Służba Ochrony Państwa zmaga się z wielką falą odejść doświadczonych agentów, którzy pracowali w zlikwidowanym Biurze Ochrony Rządu, ale w SOP już służyć nie chcą. Miały ich zatrzymać wysokie podwyżki pensji. Wysokości podwyżek i nierówne traktowanie funkcjonariuszy rozwścieczyły pozostałe służby mundurowe.
Służba Ochrony Państwa miała być nową formacją, powstałą na gruzach Biura Ochrony Państwa, ocenianej przez polityków PiS jako niewydolną i anachroniczną. Tymczasem SOP przeżywa falę masowych dymisji, jak donosi dziennik "Rzeczpospolita", tylko w ostatnich dwóch miesiącach za służbę podziękowało około 90 funkcjonariuszy.
Jak pisaliśmy w naTemat, mimo tego, iż w Warszawie brakuje około 800 policjantów, to 60 z nich oddelegowano do pilnowania budynków rządowych.
Związki zawodowe różnych służb mundurowych domagają się podwyżek od dawna. Strona rządowa w odpowiedzi na żądania 650 złotych podwyżki dla funkcjonariuszy przekonuje, że w tegorocznym budżecie nie ma pieniędzy na ten cel.

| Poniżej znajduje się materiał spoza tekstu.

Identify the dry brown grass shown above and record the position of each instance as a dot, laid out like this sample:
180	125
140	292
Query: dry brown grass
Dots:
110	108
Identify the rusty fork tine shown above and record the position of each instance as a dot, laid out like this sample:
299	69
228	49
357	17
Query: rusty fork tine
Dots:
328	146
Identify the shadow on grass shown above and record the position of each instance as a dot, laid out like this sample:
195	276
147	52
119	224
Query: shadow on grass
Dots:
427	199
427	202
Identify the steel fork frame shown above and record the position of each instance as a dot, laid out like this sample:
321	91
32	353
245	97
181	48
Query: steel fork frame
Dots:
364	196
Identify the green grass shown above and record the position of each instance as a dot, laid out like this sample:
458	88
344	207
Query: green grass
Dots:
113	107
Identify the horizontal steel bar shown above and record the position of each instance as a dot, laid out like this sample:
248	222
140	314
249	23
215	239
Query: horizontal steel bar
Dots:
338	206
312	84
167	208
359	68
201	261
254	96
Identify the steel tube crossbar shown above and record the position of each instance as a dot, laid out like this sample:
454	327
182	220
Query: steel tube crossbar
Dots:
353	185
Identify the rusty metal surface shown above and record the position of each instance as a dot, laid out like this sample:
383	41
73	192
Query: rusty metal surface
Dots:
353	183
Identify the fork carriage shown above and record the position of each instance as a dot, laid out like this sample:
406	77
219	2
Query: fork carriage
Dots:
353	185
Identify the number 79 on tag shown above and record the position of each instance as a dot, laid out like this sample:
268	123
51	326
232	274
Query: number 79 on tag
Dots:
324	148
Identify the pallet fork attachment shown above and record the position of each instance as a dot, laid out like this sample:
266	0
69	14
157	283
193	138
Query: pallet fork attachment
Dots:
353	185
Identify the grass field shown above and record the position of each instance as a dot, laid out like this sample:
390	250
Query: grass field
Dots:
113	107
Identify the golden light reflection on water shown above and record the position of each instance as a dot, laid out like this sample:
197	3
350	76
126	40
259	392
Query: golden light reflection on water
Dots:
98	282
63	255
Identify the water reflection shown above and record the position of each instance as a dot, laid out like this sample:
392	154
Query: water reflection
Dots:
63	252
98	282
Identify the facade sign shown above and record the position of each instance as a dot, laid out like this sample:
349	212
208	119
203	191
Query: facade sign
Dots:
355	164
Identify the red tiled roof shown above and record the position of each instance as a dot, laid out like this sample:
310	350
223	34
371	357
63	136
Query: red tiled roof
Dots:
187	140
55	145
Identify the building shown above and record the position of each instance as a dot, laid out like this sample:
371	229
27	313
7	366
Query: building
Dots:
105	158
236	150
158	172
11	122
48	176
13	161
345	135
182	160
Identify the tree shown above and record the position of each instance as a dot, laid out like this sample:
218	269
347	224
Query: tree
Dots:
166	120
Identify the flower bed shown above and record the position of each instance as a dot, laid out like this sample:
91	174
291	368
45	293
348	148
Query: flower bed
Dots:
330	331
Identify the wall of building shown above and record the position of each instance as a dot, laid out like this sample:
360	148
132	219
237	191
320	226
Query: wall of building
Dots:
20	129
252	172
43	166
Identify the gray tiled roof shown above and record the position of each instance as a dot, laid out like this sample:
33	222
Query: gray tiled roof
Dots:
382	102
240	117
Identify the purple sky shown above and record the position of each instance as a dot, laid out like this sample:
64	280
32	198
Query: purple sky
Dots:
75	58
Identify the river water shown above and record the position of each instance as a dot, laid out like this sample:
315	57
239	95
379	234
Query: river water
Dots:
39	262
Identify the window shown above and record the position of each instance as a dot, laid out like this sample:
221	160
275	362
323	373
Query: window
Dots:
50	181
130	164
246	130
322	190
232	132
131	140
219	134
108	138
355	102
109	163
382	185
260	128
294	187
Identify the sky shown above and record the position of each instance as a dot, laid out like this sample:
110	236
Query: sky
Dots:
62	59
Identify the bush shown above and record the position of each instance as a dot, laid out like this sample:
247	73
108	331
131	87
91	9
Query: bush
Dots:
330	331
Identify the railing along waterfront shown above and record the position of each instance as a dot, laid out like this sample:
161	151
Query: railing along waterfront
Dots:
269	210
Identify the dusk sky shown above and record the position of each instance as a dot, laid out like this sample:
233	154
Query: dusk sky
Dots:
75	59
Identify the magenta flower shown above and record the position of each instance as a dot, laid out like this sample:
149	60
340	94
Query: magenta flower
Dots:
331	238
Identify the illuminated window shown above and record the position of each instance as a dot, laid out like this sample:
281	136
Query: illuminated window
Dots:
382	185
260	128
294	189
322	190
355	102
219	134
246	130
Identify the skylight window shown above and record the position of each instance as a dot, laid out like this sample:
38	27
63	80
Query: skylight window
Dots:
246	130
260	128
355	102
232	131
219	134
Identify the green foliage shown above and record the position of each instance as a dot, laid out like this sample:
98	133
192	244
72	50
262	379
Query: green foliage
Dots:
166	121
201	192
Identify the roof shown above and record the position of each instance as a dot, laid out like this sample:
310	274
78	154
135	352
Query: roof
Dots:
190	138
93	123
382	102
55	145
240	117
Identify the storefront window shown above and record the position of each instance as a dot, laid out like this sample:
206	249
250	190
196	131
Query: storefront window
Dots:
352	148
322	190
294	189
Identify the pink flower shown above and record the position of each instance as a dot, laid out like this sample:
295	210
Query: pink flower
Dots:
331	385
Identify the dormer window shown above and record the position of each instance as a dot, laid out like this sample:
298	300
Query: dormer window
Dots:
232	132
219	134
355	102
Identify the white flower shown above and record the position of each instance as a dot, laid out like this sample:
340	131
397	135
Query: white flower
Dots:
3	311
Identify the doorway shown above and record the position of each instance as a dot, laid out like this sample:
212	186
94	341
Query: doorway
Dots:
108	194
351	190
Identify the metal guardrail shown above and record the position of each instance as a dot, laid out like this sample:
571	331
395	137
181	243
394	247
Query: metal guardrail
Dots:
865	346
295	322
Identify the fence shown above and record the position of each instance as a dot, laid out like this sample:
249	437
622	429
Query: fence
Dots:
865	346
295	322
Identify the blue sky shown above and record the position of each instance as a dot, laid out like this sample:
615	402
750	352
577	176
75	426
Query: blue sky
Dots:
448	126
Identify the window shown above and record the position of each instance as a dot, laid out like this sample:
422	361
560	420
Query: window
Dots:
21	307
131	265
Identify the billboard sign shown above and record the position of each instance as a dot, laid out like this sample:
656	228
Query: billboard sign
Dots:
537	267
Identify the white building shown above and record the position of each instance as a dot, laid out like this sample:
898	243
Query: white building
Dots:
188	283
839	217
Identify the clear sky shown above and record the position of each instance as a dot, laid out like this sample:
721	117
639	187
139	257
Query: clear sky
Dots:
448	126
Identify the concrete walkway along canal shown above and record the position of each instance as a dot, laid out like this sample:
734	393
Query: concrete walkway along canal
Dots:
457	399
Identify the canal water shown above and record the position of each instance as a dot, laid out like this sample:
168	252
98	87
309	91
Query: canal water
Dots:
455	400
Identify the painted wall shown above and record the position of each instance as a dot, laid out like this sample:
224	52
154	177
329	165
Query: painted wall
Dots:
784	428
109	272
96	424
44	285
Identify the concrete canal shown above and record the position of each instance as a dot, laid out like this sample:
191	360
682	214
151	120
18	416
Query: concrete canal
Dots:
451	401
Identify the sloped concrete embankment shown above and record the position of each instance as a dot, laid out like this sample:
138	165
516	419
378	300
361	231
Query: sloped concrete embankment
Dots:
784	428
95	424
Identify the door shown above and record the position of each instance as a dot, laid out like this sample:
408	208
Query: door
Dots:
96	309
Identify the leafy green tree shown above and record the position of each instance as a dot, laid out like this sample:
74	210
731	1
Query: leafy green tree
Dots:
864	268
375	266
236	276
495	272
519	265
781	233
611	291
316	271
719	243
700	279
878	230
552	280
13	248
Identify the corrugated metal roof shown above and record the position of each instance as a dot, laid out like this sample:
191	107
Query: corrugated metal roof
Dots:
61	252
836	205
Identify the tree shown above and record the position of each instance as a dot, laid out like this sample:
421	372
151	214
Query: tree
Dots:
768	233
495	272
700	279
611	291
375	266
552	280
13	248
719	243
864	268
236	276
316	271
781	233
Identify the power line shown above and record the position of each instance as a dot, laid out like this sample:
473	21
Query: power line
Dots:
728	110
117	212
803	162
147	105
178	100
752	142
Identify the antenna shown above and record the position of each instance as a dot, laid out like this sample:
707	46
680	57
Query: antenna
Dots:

A jednak się znalazły. Największe podwyżki mają dostać właśnie agencji SOP, średnio ponad tysiąc złotych. Tym samym będą zarabiać średnio około 6 tysięcy złotych, co oznacza, że ich pensje zrównają się z wynagrodzeniami funkcjonariuszy Straży Marszałkowskiej. W tym samym czasie dla funkcjonariuszy policji i Straży Granicznej przewidziano od 57 do 150 zł miesięcznie, a i to nie dla wszystkich. W służbach zawrzało. "Nie ma najmniejszego uzasadnienia, by wbrew własnym słowom tak drastycznie różnicować funkcjonariuszy".
– SOP to grupa elitarna, w sumie niewielka i trudno mi wytykać, że będą dobrze zarabiać, choć nie tak się umawialiśmy. Z kolei bardzo wysokie pensje dla straży marszałkowskiej uważam za skandal. Czy można ich pracę porównać z pracą policji czy Straży Granicznej – pyta z goryczą Jankowski w rozmowie z "Rzeczpospolitą".